Warped Reflections in an Icy Mirror

Disney's animated Frozen has just hit the American theaters at this writing. The Japanese opening is still some three months away, but comparing the American and Japanese movie trailers shows some interesting cultural differences.

One is the overall thrust of the trailer. You can tell the difference even if you don't understand English or Japanese. The American trailer plays up the humorous angle, while the Japanese plays up the adventure and romance angles. Both of these are misleading in their own ways, but the Japanese trailer seems to come close to the true spirit of the movie. The difference in emphasis is consistent with what I have said earlier about the American penchant for irony versus Japanese earnestness.

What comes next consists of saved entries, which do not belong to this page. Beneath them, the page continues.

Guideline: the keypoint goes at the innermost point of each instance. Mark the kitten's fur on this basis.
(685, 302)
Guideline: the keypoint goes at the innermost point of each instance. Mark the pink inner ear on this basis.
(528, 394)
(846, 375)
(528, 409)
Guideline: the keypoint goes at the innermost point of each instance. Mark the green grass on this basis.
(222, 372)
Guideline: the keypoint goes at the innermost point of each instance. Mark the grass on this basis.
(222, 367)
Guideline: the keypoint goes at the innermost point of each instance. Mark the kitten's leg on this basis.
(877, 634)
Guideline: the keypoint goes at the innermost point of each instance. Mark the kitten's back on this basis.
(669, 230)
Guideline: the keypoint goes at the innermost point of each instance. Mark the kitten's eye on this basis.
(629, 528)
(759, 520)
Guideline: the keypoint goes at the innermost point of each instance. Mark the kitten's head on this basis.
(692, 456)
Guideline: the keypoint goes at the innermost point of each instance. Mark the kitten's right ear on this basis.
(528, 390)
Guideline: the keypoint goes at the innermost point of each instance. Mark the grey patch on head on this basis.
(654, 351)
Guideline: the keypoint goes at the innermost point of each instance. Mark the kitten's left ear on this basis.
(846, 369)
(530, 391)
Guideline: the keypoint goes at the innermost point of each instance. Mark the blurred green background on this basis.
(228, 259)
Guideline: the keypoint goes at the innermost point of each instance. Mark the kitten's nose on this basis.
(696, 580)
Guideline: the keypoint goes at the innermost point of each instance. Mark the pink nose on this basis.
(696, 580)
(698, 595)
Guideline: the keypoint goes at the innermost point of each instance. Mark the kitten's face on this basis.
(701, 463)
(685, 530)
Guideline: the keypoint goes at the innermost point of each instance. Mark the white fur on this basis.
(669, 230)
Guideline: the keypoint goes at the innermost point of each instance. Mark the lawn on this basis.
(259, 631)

Or then again, the difference may represent a difference in marketing strategy. Perhaps in America it is expected that kids will dictate the movies the family sees, whereas in Japan the parents choose (I merely speculate). This latter seems even more likely when you consider the printed text of the Japanese trailer:

 ディズニーの映画の (Of Disney movies...)

歴史が変わる (...history is changing...)

Very dramatic, but this hardly seems calculated to appeal to the little tykes.

There is more to be seen than just a difference in marketing. The very titles of the movies are significantly different. In English it is simply Frozen, whereas in Japanese it becomes the more conventional アナと雪の女王 (Anna and the Ice Queen).

There is also a particular line of dialog that coincidentally appears in both trailers. The Japanese translation is slightly off. In English it comes around the 1:39 mark:

That's no blizzard, that's my sister!

The Japanese version comes around the 0:39 mark:

Tada no fubuki ja nai! Nē-san no mahō yo! Literally: That's no ordinary blizzard! That's my sister's magic! (Italics mine)

The Japanese version inserts a couple of extra words. To me the effect is to make the Japanese seem serviceable, but dumbed down and unimaginative. I'm not sure why it was done this way. Perhaps Japanese people just don't get metonymy?